Implement Yaroslavskiy-Bentley-Bloch Quicksort.

rust-ndarray / ndarray-stats

Statistical routines for ndarray

https://docs.rs/ndarray-stats

Apache License 2.0

201 stars 25 forks source link

Implement Yaroslavskiy-Bentley-Bloch Quicksort. #80

Closed n3vu0r closed 1 year ago

n3vu0r commented 3 years ago

This is a dual pivot 3-way quick sort which is less likely to run into worst cases which can end in stack overflows for large arrays.

The previous single pivot 2-way quick sort used by the FreedmanDiaconis strategy overflows its stack with this NPY array.

n3vu0r commented 3 years ago

I will test also for same elements and refactor this PR as soon as I have time.

n3vu0r commented 3 years ago

Since we keep the single-pivot partitioning method, I've implemented a variant of Sesquickselect. It suggests the optimal pivot selection from fixed size samples wrt to the relative sought rank index / length and also switches from dual-pivot to single-pivot partitioning for extreme sought ranks (page 17, figure 3). The benches show speed up with adaptive pivot sampling and with smaller recursion cutoff thresholds, at least on my machine. For the bulk version, I kept the recommended skewed pivots for Quicksort in my assumption that multiple indexes change the characteristics from Quickselect towards Quicksort (and there is no single sought rank).

It works well with equal element arrays and with sorted and reversely sorted arrays.
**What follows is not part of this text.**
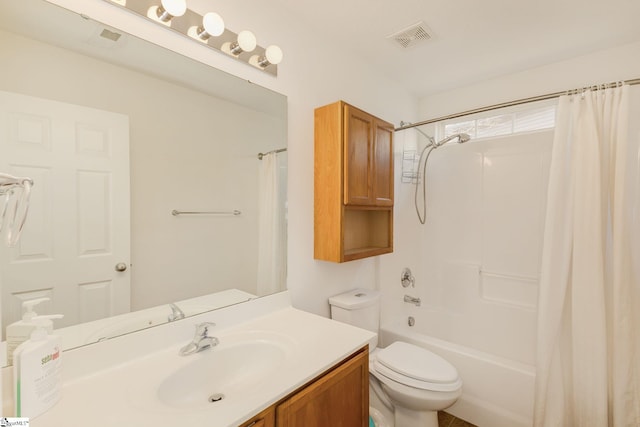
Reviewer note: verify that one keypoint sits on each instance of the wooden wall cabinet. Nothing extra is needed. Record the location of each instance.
(337, 398)
(353, 185)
Tested up to 1_000_000 elements.

I would suggest to make sample_mut() generic over the sample size via const_generics if an MSRV of 1.51 is fine?

The sampling does not have to be equally spaced, could also be randomized. I have no favorite yet.

n3vu0r commented 3 years ago

I used adaptive pivot sampling for the bulk version as well but only for branches with a single index remaining. I dunno how the benches are configured but would like to add larger input arrays.